Introduction The term "pandemic" indicates a disease with high levels of transmissibility, to the point of spreading at very high speed and affecting large geographical areas. The history of Mankind has been marked by several epidemics of bacterial or viral origin that have decimated entire populations in the World, leading the nations that were affected by from these to drastically decrease the movement of goods and people to slow down the rate of contagion. The first major documented epidemic is the so-called "Athens plague" (although it seems it was not a plague, but a type of typhoid fever) documented by the historian Thucydides who describes its onset during the second year of the Peloponnesian war (430 BC), and even then this disease had been identified as contagious, for transmission from sick to healthy. The damage to the epidemic is not only in medical and economic terms, but also leads to the disintegration of social cohesion, the loss of respect for laws and institutions, the loss of planning. Boccaccio, Manzoni and Camus described for example large plague epidemics in different places and eras (Florence, Milan, Oran), serious levels of social dysregulation are present in all three texts, where powerful episodes of isolation from the world by the most fearful, but also heavy cognitive avoidances by those who refuse to think about the possibility of contagion or who are already fatalistically devoted to accelerating their self-destruction. Although it has been clear since ancient times that crowds must be avoided in a place at risk in order to reduce physical contact, during these epidemics there have been several cases where, instead, people gathered in mass, to then create infectious outbreaks . This certainly was the result of ignorance or unscientific beliefs, sometimes as addressed to the institutions that sought to call to order. Reference models The following work moves within the bio-psycho-social model (Engel, 1977) , where the medical aspect is never removed from the context, but it is all within a series of contributing factors that influenced each other. The course moves along the line of prevention psychology, which is divided into 3 levels such as primary, secondary and tertiary (Bertini, 2012). This model is valid at both a psychological and social level and can be perfectly applied in a purely medical context.

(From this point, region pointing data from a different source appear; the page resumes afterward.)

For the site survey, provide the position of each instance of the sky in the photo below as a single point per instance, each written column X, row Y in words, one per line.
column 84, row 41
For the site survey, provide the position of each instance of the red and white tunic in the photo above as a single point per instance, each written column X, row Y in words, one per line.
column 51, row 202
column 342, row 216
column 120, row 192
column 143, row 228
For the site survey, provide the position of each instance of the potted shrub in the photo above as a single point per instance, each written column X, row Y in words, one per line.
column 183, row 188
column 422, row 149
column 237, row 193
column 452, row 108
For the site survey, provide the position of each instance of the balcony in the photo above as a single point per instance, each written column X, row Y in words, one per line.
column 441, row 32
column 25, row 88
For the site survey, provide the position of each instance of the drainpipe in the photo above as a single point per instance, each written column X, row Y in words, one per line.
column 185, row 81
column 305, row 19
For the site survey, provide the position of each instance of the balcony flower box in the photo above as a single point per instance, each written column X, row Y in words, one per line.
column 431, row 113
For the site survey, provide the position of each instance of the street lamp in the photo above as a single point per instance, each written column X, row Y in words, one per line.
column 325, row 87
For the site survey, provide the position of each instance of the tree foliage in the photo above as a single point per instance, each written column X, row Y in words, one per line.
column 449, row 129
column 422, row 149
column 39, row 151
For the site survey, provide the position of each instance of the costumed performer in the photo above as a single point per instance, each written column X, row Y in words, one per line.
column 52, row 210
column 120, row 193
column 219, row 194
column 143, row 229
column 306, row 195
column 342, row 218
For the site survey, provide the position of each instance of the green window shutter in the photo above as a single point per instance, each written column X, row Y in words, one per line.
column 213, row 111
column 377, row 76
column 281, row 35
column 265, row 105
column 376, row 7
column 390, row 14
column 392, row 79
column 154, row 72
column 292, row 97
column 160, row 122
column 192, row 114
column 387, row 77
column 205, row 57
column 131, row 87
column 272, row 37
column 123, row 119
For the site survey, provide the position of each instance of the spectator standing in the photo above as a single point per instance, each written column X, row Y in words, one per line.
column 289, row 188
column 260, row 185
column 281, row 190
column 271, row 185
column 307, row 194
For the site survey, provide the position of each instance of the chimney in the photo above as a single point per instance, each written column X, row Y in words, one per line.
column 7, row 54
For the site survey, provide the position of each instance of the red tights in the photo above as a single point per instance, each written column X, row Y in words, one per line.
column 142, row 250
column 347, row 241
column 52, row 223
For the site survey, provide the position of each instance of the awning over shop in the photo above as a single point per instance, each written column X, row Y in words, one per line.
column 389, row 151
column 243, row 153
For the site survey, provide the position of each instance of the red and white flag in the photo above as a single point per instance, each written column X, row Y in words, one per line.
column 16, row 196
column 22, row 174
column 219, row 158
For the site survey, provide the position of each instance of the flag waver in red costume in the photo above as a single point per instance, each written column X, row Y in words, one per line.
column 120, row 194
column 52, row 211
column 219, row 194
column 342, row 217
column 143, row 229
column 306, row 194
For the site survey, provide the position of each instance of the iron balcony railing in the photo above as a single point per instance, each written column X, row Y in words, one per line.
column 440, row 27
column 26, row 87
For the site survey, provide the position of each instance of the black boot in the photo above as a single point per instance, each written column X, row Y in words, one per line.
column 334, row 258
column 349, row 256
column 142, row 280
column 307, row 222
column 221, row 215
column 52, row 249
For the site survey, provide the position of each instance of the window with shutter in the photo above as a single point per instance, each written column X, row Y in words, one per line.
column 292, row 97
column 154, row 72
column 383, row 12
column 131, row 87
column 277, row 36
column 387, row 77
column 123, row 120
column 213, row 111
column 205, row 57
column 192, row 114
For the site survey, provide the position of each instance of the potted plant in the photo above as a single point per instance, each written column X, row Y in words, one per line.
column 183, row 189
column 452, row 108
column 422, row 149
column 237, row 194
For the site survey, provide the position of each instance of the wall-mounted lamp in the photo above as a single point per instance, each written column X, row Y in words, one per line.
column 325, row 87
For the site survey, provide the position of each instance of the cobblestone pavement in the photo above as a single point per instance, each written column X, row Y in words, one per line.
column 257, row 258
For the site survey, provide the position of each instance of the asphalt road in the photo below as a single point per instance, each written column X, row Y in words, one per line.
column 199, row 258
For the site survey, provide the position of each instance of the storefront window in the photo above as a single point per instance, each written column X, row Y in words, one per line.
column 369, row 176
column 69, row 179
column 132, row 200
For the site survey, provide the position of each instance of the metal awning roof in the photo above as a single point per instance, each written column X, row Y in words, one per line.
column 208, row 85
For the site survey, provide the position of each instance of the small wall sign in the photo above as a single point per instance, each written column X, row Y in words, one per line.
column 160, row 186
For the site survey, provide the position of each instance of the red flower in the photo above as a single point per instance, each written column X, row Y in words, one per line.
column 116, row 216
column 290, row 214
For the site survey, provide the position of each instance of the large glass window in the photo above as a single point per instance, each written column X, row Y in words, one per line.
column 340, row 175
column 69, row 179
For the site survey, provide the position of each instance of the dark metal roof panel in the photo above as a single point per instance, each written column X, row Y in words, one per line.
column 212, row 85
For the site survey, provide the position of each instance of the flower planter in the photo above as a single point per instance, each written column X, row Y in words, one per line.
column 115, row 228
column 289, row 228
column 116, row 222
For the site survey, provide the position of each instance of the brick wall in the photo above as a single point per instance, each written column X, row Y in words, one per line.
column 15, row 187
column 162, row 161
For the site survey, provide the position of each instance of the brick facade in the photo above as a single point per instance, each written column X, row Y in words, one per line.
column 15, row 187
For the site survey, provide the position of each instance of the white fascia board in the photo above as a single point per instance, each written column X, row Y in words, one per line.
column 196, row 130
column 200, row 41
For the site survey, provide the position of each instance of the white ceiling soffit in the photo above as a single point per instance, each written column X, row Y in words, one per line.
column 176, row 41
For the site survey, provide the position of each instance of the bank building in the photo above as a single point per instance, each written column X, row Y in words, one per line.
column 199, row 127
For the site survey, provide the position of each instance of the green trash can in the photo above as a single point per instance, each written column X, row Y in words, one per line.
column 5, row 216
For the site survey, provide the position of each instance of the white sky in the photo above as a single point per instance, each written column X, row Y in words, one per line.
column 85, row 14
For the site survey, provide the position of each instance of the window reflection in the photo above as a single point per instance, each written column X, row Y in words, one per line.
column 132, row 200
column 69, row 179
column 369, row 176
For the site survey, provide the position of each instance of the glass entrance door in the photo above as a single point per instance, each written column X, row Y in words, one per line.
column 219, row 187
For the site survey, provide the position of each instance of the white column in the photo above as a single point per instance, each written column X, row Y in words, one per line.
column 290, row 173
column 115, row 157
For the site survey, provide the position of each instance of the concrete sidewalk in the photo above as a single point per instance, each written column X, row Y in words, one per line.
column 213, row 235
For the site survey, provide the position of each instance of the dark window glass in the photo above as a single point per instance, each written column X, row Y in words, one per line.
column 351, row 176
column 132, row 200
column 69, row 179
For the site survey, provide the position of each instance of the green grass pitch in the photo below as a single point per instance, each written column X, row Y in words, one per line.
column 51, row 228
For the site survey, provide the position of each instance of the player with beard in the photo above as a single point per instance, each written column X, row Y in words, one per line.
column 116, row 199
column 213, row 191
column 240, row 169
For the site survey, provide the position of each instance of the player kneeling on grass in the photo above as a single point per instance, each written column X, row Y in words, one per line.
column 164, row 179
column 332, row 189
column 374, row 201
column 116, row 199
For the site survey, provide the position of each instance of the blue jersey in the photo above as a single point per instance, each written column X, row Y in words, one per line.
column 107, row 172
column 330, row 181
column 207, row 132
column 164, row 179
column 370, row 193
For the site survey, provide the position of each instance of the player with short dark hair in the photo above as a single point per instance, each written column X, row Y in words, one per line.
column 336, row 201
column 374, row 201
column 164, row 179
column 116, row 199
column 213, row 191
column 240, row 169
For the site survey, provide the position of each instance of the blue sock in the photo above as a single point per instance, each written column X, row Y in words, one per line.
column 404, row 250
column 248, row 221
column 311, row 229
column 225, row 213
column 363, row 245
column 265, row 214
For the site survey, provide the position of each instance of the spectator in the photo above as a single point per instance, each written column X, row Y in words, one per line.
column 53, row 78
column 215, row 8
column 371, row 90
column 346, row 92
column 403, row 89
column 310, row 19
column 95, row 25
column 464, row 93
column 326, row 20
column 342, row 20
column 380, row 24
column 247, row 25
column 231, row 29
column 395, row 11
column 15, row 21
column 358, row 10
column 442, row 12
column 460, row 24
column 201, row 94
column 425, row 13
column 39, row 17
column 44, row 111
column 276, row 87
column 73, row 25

  • Primary prevention works on the management of the upstream dynamics that regulate the management of the health of the population, elements at high levels that function the normal functioning of the economy, educational and socio-health services. Systems that function in an orderly fashion are less vulnerable to psychosocial and medical issues.
  • Secondary prevention works on sections of the population already at risk due to a series of geographical, cultural or socio-economic characteristics. We are talking about areas of population that are more at risk than others due to a series of deficiencies and vulnerabilities in different areas and secondary prevention works on this level, through when a potential criticality has already emerged and its deterioration is disadvantaged by enhancing the population in some cultural, psychosocial or empowering areas of the services to which they rely.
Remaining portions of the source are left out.